If a flood and an ice storm could render me speechless in twenty-first century Toronto, how did more extreme storms in the distant past affect the psychology of those who perceived in them the anger of a displeased god or malevolent spirit? Certainly despair and fear are clearly reflected in, for example, documents written in the immediate aftermath of North Sea gales during the Little Ice Age. Still, environmental historians of past climates have not yet fully interrogated the psychological impact of severe weather that grew more common in different climatic regimes. In part because it stretches the limits of our sources: largely absent from documents that refer to weather during the Little Ice Age are reflections on lingering feelings of displacement, disillusion and loss, but these emotions surely altered the lives of those who survived contemporary storms.
Climate historians often investigate relationships between past climate change, prevailing weather patterns, and agricultural production. However, the storms of last year also reminded me that networks that support transportation, the distribution of energy, and the flow of information are equally affected by severe weather. The consequences of such infrastructural disruption can be immense. In Toronto, thousands of people were left without power for more than a week, and some were poisoned by carbon monoxide as they struggled to heat their homes. Of course, infrastructural destruction is vastly greater in scale and consequence in the wake of hurricanes and typhoons.

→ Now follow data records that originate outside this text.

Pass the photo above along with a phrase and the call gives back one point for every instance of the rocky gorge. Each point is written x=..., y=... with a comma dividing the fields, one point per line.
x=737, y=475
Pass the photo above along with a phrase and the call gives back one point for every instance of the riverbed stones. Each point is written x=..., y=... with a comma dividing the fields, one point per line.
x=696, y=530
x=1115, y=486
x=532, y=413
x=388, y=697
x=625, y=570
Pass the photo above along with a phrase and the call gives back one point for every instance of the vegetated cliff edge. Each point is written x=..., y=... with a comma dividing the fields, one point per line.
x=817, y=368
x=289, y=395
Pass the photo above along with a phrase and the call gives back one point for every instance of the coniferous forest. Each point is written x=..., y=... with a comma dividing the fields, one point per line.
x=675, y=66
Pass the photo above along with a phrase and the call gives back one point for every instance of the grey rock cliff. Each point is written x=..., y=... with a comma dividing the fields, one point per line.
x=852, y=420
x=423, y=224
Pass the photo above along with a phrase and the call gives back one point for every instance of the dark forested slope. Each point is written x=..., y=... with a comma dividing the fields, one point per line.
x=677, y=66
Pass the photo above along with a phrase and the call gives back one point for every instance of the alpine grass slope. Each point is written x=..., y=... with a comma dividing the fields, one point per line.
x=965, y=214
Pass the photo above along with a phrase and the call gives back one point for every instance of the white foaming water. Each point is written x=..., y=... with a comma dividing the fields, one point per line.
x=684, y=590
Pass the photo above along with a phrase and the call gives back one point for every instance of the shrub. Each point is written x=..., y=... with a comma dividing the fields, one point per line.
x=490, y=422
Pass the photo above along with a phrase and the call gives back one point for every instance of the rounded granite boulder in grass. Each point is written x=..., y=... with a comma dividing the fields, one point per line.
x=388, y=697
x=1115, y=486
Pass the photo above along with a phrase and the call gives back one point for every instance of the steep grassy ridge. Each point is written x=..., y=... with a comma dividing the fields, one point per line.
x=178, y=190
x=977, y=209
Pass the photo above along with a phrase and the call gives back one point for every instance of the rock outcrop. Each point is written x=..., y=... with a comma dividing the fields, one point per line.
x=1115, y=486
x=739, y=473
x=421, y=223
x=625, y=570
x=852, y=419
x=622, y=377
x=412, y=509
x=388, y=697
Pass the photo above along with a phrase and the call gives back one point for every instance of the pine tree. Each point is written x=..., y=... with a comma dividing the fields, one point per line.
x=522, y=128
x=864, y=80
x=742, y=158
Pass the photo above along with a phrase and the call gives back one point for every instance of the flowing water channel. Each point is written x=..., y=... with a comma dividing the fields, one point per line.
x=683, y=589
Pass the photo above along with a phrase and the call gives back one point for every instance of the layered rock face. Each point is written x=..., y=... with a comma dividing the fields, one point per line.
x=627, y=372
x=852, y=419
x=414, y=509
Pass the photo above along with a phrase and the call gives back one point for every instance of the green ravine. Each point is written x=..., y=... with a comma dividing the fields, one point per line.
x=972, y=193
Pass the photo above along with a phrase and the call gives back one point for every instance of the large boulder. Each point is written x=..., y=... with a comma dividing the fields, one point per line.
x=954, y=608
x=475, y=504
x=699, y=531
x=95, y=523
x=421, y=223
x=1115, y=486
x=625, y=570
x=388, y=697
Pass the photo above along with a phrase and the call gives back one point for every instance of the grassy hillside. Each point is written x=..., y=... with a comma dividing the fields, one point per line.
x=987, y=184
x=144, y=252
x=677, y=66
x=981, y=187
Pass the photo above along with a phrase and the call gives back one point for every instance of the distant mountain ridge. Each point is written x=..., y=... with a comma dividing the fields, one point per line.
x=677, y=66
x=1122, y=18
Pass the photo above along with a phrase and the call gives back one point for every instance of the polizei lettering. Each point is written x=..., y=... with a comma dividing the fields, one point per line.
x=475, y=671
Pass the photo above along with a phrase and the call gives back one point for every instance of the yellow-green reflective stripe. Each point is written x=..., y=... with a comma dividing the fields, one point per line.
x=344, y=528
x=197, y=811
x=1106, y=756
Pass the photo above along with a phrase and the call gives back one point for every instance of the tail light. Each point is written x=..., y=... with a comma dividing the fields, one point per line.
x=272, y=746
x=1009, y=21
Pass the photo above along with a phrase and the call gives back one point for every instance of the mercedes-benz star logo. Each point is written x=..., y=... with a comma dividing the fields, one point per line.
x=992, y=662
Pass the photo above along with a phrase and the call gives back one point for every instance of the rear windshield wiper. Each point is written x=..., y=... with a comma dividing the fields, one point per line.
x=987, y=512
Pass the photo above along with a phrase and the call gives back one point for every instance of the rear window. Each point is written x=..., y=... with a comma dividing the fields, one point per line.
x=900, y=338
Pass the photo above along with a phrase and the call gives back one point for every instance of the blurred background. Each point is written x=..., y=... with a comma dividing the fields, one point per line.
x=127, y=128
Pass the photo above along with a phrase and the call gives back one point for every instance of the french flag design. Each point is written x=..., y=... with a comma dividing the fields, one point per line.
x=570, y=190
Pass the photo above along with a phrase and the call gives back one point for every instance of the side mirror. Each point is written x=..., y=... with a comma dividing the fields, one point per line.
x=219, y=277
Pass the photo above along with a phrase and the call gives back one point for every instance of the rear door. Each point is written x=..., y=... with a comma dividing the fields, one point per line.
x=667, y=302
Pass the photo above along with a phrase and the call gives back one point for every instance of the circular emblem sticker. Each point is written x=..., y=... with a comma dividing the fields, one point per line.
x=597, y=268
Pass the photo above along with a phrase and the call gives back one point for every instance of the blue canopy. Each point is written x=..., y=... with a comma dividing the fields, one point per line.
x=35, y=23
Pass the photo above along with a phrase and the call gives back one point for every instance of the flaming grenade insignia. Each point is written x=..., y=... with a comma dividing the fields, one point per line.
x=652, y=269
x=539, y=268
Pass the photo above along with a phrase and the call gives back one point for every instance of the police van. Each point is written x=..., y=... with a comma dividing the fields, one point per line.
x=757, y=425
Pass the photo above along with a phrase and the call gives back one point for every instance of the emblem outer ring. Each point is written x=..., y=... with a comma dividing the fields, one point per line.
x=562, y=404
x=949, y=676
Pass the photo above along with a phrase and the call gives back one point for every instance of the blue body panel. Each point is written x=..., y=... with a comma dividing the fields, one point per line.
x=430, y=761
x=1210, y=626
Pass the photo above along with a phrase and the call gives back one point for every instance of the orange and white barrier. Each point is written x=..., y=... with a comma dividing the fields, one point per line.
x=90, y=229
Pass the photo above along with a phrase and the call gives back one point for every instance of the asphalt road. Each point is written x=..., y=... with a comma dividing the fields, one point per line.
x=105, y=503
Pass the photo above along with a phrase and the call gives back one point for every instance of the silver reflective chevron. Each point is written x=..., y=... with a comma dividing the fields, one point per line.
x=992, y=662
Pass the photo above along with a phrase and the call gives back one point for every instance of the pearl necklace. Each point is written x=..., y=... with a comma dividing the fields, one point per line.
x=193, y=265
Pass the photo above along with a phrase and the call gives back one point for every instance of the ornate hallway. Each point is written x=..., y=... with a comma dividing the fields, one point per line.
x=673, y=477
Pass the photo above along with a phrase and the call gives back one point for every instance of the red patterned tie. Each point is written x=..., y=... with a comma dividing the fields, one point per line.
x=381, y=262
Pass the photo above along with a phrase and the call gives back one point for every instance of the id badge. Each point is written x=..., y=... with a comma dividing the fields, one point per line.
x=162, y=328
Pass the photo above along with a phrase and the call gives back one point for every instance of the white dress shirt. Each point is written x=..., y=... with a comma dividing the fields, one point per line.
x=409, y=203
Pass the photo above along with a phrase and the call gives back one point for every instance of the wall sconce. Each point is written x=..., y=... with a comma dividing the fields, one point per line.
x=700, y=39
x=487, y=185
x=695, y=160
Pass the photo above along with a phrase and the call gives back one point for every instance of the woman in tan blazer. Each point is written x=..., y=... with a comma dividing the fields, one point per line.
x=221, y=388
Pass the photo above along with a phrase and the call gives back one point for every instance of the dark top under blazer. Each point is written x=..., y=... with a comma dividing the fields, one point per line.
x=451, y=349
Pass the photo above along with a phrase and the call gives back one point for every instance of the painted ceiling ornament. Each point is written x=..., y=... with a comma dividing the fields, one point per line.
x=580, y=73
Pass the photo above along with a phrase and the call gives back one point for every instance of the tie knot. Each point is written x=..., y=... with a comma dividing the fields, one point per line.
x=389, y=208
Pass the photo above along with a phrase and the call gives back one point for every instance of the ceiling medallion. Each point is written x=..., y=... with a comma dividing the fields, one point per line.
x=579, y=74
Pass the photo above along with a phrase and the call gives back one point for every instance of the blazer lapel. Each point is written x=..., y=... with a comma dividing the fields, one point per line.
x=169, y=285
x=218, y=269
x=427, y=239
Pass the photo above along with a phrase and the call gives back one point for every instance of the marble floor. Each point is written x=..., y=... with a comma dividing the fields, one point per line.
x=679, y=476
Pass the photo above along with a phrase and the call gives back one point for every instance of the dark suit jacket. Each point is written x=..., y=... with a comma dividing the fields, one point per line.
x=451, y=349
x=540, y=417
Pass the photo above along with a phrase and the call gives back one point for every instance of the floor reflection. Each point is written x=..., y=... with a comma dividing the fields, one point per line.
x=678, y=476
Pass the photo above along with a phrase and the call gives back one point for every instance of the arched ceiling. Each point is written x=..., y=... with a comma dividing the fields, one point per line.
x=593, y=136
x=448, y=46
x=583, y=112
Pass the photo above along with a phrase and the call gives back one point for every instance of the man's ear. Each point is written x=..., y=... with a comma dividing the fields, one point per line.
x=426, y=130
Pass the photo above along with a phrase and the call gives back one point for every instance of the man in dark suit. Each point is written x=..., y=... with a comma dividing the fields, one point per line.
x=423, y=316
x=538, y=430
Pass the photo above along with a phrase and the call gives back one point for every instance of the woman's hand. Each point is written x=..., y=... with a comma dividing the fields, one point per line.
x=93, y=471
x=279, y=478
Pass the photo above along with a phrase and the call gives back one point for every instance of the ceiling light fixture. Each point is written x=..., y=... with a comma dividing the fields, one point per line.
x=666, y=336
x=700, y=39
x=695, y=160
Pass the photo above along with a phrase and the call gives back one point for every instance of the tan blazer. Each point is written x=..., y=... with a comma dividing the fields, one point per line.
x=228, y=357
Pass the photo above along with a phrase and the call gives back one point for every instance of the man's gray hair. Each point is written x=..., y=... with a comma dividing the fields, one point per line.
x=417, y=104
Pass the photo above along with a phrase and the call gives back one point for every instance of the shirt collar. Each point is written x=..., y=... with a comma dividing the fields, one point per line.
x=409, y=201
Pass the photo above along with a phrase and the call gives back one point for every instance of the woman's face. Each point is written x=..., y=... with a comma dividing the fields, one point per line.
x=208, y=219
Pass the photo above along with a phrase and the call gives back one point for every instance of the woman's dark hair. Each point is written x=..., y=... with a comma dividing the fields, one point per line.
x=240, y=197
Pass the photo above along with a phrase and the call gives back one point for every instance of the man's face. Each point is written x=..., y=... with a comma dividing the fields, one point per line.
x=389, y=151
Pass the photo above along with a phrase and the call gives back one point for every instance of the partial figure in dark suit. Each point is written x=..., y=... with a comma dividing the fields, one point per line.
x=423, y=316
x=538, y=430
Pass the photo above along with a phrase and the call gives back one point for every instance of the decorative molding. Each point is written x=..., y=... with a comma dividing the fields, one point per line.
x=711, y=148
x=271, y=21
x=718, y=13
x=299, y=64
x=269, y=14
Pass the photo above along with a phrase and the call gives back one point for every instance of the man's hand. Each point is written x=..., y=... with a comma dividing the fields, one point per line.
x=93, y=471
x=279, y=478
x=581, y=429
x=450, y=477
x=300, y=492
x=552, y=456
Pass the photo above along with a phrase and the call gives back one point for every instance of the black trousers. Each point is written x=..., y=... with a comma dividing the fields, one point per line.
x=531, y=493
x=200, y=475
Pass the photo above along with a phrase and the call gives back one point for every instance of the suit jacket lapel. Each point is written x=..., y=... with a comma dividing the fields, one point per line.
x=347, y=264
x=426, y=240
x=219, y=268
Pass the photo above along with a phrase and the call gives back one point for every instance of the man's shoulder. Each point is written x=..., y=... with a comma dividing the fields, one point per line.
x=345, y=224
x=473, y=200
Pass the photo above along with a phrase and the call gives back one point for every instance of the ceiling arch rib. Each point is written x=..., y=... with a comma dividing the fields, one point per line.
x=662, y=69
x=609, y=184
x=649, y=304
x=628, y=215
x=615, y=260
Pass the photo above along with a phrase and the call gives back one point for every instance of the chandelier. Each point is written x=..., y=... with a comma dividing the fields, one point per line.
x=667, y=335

In the aftermath of Hainan, for example, the first priority of national and regional governments was to re-establish transportation networks so medicine, food and vital knowledge could be delivered to those in need.
On the other hand, the Dutch also had a remarkable capacity to adapt. When canals froze, they took to the ice in skates. When storm surges and river flooding inundated fields and towns, they used their boats. When some roads were closed by rain, others often connected the same destinations along slightly different routes. The landscape of the Dutch coastal provinces was largely artificial, reclaimed from the sea by a precarious network of dikes and sluices that required constant maintenance. Hence the Dutch, like most early moderns, were intimately connected to the ways in which they changed, and were changed by, their environments. When their environment provided the unexpected – a severe storm, for example – they were prepared to respond, even if those responses were not always effective.
Hopefully 2014 is politically and environmentally tranquil in Toronto. Still, it helps to be prepared. For historians, that means knowing that we can - and should - contribute to conversations about the most important issues of our time.